Según el comunicado de la Presidencia electa, estos procesos comprometen vigencias futuras hasta 2035 y condicionarían la gestión de la administración que asumirá el poder el próximo 7 de agosto.
El equipo del presidente electo Abelardo De La Espriella cuestionó el momento en que se adjudicaron estas obras. “Los colombianos tienen derecho a preguntarse por qué una contratación de esta magnitud se adelanta cuando restan apenas unos días para el cambio de Gobierno. Un gobierno que está por terminar debería concentrarse en garantizar una transición ordenada y transparente, no en acelerar contrataciones multimillonarias que deberán ser administradas por quienes aún no han asumido funciones”, señaló el pronunciamiento.

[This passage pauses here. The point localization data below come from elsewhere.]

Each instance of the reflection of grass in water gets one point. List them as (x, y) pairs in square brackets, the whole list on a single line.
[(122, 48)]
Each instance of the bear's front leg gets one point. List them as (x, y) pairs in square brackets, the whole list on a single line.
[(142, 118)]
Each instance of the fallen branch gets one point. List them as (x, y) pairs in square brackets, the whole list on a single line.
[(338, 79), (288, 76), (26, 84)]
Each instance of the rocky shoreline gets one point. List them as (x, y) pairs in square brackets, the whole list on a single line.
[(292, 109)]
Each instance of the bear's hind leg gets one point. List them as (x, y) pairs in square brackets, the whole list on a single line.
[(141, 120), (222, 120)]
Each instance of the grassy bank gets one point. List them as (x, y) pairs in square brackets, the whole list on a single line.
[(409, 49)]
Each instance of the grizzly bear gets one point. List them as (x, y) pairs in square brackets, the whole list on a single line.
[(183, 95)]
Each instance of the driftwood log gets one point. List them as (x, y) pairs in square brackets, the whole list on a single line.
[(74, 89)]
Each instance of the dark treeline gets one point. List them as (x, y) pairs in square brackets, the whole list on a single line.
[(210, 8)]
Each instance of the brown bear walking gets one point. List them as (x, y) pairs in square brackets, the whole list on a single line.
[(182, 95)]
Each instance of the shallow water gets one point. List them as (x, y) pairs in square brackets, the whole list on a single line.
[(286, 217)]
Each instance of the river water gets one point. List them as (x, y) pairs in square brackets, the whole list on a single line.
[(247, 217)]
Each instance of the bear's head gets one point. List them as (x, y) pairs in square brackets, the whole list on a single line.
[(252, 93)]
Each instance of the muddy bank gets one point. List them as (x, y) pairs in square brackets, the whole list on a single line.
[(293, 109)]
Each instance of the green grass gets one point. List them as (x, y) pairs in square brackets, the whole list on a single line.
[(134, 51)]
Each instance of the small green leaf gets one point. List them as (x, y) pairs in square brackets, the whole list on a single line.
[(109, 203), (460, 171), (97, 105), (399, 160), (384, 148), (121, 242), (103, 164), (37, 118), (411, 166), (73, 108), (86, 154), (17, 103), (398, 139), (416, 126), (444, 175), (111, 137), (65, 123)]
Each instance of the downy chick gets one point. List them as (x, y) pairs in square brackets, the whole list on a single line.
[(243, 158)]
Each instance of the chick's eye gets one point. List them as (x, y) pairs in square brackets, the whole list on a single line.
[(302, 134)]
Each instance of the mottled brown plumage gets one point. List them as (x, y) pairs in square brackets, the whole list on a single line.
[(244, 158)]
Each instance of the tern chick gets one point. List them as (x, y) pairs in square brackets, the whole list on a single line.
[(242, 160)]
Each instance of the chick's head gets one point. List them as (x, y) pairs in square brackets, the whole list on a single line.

Los contratos corresponden a siete obras para el municipio de Uribia, por cerca de $2 billones, y tres más para Riohacha, Maicao y Manaure, por aproximadamente $1,1 billones, a los que se suman seis contratos de interventoría por $204.000 millones. El Equipo de Empalme anunció que también revisará la participación de varias empresas en los consorcios adjudicatarios, la estructuración de los lotes y el nivel real de competencia en esos procesos.
El comunicado precisó que el Gobierno entrante no se opone a la construcción de vías terciarias, sino a que “decisiones billonarias se adopten cuando un Gobierno está haciendo maletas para dejar el poder”. Desde el primer día de la nueva administración se adelantará una revisión técnica, jurídica y financiera de los procesos, y se adoptarán medidas administrativas y legales si se identifican irregularidades.